Post-treatment defoliation surveys

During the months following the treatments, City staff conduct post-treatment monitoring surveys to assess the level of feeding on treated trees/areas. Treated trees are inspected for signs and levels of feeding activity and caterpillar abundance. These areas are later re-inspected in the fall/winter to assess for egg masses that were laid during the late summer. The goal of the treatment program is to protect individual or groups of trees from damaging levels of defoliation and to reduce LDD moth population levels. Low to moderate levels of feeding – small holes in leaves – and the presence of caterpillars can still be expected following treatments as it is impossible to completely eliminate the insect.

Late Summer

Pheromone trapping

The City deploys LDD moth traps across parts of the City where LDD moth is present.

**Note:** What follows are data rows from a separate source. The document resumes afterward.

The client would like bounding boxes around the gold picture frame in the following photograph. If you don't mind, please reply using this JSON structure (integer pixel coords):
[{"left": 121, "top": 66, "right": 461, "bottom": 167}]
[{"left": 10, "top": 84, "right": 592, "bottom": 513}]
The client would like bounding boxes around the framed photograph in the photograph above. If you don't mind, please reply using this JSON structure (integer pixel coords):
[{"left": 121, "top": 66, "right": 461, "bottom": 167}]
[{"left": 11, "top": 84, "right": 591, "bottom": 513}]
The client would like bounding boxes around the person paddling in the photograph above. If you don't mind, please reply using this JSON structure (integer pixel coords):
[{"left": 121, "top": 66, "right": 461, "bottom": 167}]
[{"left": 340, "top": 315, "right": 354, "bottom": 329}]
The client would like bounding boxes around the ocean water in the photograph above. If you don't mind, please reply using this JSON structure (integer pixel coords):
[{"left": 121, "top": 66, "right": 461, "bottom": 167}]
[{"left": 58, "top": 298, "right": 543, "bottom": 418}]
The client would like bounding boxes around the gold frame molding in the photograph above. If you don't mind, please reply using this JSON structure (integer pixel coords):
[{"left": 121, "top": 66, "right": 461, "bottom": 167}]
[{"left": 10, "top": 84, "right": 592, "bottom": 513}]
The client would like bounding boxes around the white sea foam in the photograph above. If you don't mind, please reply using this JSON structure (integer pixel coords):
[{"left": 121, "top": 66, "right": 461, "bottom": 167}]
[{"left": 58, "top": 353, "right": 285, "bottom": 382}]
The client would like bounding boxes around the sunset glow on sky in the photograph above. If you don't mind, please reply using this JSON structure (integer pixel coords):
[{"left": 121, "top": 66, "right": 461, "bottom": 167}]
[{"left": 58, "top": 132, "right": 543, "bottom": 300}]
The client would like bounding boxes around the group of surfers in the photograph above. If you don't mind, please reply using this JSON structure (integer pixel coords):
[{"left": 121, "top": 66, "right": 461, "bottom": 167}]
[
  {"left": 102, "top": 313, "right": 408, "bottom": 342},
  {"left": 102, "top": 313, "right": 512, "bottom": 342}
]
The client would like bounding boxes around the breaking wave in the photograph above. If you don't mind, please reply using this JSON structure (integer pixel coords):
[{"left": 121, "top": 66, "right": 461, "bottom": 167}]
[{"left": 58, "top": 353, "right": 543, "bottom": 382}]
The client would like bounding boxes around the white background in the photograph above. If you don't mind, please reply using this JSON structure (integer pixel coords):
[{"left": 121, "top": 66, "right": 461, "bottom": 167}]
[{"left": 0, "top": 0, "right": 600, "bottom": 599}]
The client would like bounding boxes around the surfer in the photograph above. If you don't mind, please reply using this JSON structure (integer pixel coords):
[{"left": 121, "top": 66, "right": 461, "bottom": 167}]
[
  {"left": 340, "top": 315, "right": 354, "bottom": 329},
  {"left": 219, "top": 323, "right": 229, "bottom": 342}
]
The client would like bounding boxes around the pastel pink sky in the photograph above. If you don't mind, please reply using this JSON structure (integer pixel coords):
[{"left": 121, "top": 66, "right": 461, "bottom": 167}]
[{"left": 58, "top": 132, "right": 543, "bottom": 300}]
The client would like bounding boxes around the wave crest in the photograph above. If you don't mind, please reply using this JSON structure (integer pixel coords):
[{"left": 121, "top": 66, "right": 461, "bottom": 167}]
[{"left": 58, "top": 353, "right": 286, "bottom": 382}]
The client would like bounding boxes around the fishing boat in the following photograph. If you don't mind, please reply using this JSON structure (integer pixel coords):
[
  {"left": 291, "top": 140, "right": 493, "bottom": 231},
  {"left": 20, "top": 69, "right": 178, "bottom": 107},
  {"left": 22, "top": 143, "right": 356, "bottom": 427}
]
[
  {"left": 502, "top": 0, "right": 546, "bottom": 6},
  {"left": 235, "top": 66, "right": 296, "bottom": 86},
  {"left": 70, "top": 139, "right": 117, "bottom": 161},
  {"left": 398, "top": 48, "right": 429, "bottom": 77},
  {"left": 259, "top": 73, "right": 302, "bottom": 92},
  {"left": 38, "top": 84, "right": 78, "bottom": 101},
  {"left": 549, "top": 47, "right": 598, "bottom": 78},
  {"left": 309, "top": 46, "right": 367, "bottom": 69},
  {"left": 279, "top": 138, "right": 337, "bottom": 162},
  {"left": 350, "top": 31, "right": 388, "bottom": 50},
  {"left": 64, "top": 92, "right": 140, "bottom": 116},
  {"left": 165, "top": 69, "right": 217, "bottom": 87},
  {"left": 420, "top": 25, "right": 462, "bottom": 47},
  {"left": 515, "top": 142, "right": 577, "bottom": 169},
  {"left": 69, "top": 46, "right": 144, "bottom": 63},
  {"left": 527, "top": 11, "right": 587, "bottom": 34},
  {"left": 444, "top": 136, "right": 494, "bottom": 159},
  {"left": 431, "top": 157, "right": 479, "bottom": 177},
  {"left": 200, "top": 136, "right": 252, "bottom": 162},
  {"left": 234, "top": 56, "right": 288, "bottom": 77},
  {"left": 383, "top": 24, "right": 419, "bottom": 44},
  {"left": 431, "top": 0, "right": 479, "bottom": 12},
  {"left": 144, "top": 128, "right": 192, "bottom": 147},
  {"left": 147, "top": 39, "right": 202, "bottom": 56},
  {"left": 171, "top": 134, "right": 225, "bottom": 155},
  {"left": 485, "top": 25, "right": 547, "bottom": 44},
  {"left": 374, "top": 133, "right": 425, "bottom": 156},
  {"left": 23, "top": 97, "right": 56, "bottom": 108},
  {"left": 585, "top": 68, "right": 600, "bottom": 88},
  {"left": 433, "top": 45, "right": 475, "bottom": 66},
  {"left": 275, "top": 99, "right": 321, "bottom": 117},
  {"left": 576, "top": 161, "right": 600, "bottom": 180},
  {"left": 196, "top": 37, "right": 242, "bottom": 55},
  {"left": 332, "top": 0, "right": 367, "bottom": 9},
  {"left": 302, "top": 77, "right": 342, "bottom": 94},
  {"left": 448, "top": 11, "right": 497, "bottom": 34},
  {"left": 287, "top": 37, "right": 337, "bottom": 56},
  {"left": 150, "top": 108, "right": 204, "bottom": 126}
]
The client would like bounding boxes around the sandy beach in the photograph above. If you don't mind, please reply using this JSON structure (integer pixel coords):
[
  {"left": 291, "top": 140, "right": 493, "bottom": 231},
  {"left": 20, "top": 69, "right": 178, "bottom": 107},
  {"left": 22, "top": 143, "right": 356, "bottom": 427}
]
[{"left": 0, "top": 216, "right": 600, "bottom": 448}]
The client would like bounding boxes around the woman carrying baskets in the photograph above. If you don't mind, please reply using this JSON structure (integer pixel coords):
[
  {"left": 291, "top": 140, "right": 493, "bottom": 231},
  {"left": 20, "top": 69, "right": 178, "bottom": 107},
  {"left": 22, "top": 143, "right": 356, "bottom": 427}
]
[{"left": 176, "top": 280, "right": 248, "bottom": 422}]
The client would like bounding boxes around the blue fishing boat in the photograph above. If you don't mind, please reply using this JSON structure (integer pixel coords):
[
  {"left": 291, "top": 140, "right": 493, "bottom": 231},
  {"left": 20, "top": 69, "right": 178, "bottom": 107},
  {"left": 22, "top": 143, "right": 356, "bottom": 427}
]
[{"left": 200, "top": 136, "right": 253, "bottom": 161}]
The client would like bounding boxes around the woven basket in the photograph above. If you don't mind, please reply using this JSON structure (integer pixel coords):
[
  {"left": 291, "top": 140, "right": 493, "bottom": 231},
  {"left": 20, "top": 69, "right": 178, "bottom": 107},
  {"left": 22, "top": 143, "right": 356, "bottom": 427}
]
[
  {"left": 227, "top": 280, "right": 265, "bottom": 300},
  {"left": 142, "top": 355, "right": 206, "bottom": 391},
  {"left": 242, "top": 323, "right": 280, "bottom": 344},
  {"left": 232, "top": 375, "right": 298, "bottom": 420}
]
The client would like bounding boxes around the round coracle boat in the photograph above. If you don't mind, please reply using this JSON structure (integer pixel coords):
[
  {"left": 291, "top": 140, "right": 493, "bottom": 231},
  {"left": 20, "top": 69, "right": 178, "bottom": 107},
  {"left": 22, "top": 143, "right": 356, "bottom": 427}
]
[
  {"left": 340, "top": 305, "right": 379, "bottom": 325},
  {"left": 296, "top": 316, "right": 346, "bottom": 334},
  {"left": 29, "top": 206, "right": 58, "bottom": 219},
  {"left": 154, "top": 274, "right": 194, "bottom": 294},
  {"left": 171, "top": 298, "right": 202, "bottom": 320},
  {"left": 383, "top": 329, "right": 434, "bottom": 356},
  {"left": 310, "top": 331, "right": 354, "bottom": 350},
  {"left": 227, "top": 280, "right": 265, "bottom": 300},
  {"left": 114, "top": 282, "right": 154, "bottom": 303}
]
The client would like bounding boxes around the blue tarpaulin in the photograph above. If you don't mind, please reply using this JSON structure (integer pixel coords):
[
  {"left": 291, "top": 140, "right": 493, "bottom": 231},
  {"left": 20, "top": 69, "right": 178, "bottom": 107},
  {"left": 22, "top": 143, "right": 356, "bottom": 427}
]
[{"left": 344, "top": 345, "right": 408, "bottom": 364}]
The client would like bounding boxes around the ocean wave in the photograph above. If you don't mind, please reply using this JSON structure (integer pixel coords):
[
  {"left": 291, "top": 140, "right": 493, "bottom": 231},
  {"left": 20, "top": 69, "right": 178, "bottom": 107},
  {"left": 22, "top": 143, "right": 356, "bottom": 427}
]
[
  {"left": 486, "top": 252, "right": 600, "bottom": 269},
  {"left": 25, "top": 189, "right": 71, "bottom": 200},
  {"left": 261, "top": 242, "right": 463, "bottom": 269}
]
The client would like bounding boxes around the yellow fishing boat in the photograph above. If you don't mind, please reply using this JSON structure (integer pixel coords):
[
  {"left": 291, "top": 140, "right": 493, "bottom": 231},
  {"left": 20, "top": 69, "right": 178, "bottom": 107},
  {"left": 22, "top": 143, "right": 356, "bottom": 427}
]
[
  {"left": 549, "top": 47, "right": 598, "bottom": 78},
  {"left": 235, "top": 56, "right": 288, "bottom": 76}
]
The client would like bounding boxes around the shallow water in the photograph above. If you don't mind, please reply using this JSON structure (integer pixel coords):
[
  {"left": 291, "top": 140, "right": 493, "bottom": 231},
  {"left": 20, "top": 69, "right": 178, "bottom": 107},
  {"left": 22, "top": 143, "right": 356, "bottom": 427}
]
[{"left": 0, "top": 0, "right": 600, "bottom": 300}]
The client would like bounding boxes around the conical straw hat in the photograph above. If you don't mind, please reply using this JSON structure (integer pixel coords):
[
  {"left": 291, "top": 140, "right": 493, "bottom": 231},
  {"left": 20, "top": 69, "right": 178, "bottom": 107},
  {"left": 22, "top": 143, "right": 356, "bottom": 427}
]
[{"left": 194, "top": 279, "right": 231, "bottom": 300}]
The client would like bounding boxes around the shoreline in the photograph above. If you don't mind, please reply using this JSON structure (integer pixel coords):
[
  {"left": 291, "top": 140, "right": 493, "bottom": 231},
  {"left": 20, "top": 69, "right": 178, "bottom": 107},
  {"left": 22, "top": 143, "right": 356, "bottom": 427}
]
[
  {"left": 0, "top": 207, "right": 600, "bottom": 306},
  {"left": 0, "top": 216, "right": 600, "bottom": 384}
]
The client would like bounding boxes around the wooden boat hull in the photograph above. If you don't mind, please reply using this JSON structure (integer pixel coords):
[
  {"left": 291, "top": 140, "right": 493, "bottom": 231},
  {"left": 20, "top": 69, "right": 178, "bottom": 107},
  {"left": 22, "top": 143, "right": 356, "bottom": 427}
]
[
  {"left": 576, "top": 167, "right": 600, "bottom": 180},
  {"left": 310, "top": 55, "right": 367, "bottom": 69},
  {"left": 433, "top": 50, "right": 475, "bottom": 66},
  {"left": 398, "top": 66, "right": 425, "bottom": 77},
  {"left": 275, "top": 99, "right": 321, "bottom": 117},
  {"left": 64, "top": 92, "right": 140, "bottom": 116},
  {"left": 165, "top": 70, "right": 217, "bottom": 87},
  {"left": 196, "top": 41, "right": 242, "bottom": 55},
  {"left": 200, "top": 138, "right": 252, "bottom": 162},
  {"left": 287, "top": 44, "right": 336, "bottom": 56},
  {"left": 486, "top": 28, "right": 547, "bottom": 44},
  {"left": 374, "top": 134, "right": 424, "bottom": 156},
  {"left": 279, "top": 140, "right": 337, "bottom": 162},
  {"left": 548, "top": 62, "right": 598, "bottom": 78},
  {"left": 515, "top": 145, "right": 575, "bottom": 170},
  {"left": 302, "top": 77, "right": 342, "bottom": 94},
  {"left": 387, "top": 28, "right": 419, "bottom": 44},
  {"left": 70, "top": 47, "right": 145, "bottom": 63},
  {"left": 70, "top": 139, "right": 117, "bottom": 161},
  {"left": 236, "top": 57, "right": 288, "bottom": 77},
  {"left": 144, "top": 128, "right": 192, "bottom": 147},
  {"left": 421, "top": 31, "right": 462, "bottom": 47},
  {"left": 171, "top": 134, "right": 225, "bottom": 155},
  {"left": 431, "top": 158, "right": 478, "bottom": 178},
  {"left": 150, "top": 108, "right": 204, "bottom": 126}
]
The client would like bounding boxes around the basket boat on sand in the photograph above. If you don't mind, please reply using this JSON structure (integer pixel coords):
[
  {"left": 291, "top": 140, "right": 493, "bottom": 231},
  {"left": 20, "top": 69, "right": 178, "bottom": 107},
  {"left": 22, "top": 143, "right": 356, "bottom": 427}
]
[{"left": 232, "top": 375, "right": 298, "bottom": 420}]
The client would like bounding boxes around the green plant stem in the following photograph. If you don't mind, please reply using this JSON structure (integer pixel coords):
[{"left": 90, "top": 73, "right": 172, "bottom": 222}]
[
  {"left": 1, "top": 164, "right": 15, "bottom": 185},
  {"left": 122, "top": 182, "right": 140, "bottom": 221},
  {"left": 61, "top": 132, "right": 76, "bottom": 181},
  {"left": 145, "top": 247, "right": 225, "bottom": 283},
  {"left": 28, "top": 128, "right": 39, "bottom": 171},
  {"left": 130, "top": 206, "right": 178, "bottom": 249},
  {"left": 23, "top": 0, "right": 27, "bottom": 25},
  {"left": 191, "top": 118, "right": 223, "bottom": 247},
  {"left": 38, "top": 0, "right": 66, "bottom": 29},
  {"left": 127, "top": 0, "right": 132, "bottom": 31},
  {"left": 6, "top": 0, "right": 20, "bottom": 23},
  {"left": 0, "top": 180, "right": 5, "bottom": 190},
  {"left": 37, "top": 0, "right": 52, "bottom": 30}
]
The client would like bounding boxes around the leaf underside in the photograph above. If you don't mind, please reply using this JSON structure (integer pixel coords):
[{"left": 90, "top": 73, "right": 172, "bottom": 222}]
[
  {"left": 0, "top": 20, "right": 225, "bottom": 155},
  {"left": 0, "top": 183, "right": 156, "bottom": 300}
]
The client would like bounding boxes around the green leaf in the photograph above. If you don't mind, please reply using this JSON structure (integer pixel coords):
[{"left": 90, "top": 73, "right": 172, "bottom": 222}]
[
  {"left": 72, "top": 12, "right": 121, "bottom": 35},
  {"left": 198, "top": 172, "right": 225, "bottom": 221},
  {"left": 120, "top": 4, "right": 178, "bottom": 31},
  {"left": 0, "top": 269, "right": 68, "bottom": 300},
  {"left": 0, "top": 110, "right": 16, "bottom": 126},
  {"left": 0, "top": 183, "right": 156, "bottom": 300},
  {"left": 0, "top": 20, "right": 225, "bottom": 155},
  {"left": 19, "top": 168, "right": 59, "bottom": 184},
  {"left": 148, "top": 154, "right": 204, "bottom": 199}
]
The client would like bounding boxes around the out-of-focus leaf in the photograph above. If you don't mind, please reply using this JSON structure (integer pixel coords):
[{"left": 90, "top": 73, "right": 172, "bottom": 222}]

Though they are commercially marketed as a control method for this insect, these traps are a population monitoring tool, not a control measure. The traps are baited with a sex pheromone that is effective in attracting male moths. Traps are hung in the lower canopy of trees in the summer, before the expected flight period in late July through August. Once the moths have died off for the season, the traps are collected and the number of moths counted. The data collected from these traps is used to establish further monitoring and treatment efforts.

A pheromone trap hangs in a tree. It has a white base and a green lid.
An LDD moth pheromone trap hanging in a tree.

Year-round

Parasitism surveys

Parasitism is one of the greatest factors that contribute to the natural collapse of LDD moth populations. Since LDD moth has natural enemies that affect the insect at each stage of development, City staff monitor the level of parasitism throughout its life cycle. City staff monitor the location, prevalence and severity of parasitism in areas of the city to help predict LDD moth population levels the following spring.